"A commonplace book is what a provident poet cannot subsist without, for this proverbial reason, that “great wits have short memories:” and whereas, on the other hand, poets, being liars by profession, ought to have good memories; to reconcile these, a book of this sort, is in the nature of a supplemental memory, or a record of what occurs remarkable in every day’s reading or conversation." - Jonathan Swift, "A Letter of Advice to a Young Poet"

Friday, November 11, 2011

Thoughts on Unfinished Books

There will always be a few of them, floating somewhere near the back of the cloud in my mind that is the things I've done and seen and experienced. But unlike most of the books, films, landscapes, days, meals, trips, etc. that make up that nebula, the unfinished books are not whole and distinct. They aren't discrete little packages I can open up in my memory. Recalling them doesn't give me that thrill of accomplishment, the sense that my life is whole because it is made up of whole elements. Instead, it's like I'm still in the middle of the experience, like the book is still lying open on my bed, waiting for me to come back to it.

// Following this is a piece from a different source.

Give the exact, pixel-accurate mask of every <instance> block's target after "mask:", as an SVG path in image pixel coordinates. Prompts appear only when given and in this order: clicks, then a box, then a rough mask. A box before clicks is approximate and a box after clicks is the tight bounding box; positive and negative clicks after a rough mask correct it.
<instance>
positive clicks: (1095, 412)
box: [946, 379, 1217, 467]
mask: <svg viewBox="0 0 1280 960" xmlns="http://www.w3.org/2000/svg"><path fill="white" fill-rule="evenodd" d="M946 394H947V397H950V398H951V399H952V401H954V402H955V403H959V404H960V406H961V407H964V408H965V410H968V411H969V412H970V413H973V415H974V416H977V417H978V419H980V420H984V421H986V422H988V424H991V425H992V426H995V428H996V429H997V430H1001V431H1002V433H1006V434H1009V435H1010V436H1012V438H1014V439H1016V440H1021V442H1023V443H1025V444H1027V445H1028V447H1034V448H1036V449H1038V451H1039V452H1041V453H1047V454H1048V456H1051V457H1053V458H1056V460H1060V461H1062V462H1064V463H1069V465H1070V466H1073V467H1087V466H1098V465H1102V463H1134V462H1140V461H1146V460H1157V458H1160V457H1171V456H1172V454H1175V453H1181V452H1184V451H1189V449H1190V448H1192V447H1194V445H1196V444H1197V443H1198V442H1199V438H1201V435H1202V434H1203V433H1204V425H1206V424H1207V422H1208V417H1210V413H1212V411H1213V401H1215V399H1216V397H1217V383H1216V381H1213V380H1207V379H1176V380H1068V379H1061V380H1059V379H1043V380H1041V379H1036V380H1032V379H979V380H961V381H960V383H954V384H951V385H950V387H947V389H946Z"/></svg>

I forget about them, but eventually they resurface, always with a little pang of guilt. These are not the books that I put down for a purpose - because they weren't worth my time, usually. These are the books that just got lost in the shuffle, and I can't even remember why I stopped reading them and walked away. Most of the time, it's probably because I had to physically depart from where the book was. I only had a couple hundred pages left in Middlemarch when I had to get on a plane for Uganda, but in that case, I was dedicated enough (or crazy enough) to actually cut the (very large and cumbersome) book apart so that I could carry that last little sliver of it with me to finish. But other books I just left. And I will continue to do so over the course of my life, I'm sure, so that eventually I'll have a whole pile of open books and a whole pile of missed opportunities to add another story to my history.

I'm not a very fast reader, and I imagine there are people for whom this is inconceivable. They could just stay up a few extra hours and finish. This is never a problem for me with watching a film. But I read slowly, and I like to read when I have ample time and energy to really savor the words and the story. I don't dislike long books. In fact, I love the experience of living in a novel for several months, always having it there as a world I can slip back into for respite. But those kinds of books are always in danger of being left unfinished.

Right now, Wilkie Collins' The Woman in White is sitting neglected on my bookshelf. I started it this summer, read it pretty devotedly, but didn't quite finish before the start of the semester. I have about 200 pages left. I haven't touched it for almost three months. But it's still sitting on my shelf, right above my bed, just in case. I will be finishing this book. Just not right now.